Pure Go Full Text Search of PDF Files
This library implements full text search for PDFs.
- The public APIs are in index_search.go.
The are some command lines programs that demonstrate the library's functionality.
- examples/pdf_search_demo.go demonstrates the main APIs.
- examples/index.go builds an index over a set of PDFs.
- examples/search.go searches the index build by examples/index.go.
Binary versions (executables) of these three programs are available in releases. There are 64-bit binaries for Windows, Mac and Linux.
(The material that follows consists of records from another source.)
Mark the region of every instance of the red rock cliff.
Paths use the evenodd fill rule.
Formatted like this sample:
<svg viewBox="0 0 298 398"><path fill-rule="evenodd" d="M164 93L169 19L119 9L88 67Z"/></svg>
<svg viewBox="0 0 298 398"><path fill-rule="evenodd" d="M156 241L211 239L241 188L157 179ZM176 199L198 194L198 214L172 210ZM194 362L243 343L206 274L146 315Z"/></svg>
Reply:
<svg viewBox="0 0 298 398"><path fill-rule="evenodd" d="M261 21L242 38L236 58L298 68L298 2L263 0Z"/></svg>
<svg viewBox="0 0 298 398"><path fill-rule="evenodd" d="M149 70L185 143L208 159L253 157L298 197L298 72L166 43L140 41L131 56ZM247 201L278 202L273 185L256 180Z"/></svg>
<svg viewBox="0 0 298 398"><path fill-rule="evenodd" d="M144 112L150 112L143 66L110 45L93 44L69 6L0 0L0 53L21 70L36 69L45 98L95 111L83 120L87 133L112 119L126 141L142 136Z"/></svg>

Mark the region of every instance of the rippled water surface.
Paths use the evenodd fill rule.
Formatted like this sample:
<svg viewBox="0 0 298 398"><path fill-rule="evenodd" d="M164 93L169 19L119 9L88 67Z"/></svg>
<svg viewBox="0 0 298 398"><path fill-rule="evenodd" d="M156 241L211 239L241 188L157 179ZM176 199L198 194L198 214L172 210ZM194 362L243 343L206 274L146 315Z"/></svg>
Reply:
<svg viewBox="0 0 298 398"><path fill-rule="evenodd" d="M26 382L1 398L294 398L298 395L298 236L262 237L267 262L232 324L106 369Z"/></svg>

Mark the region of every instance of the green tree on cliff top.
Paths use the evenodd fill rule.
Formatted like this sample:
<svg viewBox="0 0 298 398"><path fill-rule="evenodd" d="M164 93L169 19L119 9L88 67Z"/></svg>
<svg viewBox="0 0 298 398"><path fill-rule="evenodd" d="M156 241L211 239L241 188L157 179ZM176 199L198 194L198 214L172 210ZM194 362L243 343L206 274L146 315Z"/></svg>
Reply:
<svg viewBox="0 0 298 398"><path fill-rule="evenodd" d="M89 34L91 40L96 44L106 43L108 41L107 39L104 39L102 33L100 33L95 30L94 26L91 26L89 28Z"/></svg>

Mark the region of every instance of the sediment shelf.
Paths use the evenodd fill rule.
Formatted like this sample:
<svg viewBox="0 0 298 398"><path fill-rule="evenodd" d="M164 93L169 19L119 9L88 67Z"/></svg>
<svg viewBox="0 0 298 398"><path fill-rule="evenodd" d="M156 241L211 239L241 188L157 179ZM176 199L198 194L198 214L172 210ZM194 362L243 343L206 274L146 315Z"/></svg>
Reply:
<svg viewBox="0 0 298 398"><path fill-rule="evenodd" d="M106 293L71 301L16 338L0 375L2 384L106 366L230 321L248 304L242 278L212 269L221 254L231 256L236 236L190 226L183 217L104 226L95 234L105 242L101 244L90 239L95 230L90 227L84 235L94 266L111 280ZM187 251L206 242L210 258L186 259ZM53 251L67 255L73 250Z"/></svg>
The binaries do not require a UniDoc license.
git clone https://github.com/PaperCutSoftware/pdfsearch
cd pdfsearch/examples go build pdf_search_demo.go go build index.go go build search.go
./pdf_search_demo -f <PDF path> <search term>
./pdf_search_demo -f PDF32000_2008.pdf cubic Bézier curve
The example will search
PDF32000_2008.pdf for cubic Bézier curve.
pdf_search_demo.go shows how to use the APIs in index_search.go to
- create indexes over PDFs,
- search those indexes using full-text search, and
- mark up PDFs with the locations of the search matches on pages.
./index <file pattern>
The example creates an on-disk index over the PDFs in
~/climate/ and its subdirectories.
./search <search term>
./search integrated assessment model
The example searches the on-disk index created by examples/index.go for integrated assessment model.